境内には2基の鳥居が建立されており、社殿はなく大正13年生まれの恐竜型の砥川型岩乗り狛犬が玉垣に囲まれた本殿石祠を守護しております。
社頭。
一の台輪鳥居。
鳥居には「沖祗大明神」の神額が掛かります。
「大正十三年八月朔」の刻銘が入ります。
二の台輪鳥居。
二の鳥居にも「沖祗大明神」の神額が掛かります。
左の柱には「五穀豊穣海上無難村中安全 石工新兵エ」、右の柱には「維持文政三年庚辰八月吉祥日施主邑中」建立の刻銘が入ります。
境内の東に建立された本殿。
そして本殿前には砥川型の岩狛さんが守護しております。
恐竜型の岩狛さんには、「大正十三年八月朔 佐賀市八戸町 平川清 彫刻」の刻銘が入ります。

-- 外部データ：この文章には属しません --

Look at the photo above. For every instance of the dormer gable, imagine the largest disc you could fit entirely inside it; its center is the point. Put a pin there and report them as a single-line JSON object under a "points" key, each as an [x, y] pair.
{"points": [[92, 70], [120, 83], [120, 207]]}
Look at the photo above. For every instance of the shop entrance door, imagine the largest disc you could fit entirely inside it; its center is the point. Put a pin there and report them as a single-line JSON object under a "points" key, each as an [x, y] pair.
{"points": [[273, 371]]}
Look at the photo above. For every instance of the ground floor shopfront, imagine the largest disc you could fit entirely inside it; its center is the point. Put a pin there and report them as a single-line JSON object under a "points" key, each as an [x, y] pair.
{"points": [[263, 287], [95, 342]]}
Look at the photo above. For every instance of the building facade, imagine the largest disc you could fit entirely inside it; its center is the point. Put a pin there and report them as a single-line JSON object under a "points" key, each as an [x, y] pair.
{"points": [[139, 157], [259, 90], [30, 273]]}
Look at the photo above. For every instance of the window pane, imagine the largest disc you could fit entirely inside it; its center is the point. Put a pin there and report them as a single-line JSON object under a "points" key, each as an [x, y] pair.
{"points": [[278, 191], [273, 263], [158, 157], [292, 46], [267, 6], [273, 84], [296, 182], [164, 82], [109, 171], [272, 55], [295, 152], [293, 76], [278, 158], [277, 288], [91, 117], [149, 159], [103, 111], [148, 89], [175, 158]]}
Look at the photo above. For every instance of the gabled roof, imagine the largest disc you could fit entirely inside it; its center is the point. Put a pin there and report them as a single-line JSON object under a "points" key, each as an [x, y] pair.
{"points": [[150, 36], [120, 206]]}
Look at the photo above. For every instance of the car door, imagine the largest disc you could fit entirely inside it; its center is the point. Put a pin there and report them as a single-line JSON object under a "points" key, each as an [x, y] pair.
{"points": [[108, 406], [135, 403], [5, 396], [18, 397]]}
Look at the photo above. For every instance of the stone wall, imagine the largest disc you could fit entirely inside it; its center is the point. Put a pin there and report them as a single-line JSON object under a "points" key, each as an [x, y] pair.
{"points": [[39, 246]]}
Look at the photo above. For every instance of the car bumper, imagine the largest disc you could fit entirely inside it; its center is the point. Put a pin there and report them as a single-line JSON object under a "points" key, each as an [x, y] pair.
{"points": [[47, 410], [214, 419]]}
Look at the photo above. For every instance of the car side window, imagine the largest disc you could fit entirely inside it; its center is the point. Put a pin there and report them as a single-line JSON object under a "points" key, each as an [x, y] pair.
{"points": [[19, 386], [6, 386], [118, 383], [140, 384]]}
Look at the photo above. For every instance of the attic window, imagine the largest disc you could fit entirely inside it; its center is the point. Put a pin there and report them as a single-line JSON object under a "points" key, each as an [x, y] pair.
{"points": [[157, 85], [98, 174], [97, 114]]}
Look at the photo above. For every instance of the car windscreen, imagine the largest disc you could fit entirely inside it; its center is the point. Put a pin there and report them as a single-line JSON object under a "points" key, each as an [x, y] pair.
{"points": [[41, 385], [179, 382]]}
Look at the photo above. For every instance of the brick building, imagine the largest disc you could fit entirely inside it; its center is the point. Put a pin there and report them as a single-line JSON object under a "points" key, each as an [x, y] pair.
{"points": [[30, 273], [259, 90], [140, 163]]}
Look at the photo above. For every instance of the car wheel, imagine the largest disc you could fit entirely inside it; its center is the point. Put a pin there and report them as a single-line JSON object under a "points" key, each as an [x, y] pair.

建立年月日を見ると、どうやら一の鳥居と日を同じくして建立されたようです。
本殿石祠。
改築記念碑。
当社ノ口碑ヲ按ズルニ今ヲ去ル三百有餘年慶長ノ頃、一老漁夫日々今ノ神社ノ辺ニ舟ヲ繋ギ上陸ヲ常トセシガ海汐芦ノ中ニ不思議光ナルヲ看ル之正シク我信仰スル沖嶋ノ神霊此地ニ降臨マシマスモノト信ジ時ノ領主龍造寺政家公巡視ノ際言上セリ公モ深ク喜ビ給イ此ノ地ヲトシ神社ヲ建立シ沖祗大明神卜崇メ奉ル当社ノ祭神ハ大海津見命ニシテ慶長十一年(1606)八月朔日蒲主政家公ノ勧請ニシテ代々領主大祭ニハ代奏ヲ立テラレシ亦郷里ノ尊慕特ニ厚ク漁業者ハ御神ノ霊験新ナルニ感銘シ毎年旧四月二十五日ニ恒例祭ヲ行ヒ大漁ヲ祈願シ今ニ至ル
境内の「改築記念碑」より抜粋
どうやら大正13年8月に社が再建されたようですね。どうりで一の鳥居と狛犬の建立年が同じだったわけです。祭神は大海津見命とあります。
戦前は、毎年八朔(旧暦の8月1日)のお祭りのときには、氏子さんたちが御神体を水で洗い浄め、そのあとは舞台で忠臣蔵の芝居が上演されていたそうです。
時の流れには抗えませんが、こうした伝統や行事が失われていくというのはなんだか寂しいものですね。
それでは今日も最後までご覧いただきありがとうございました。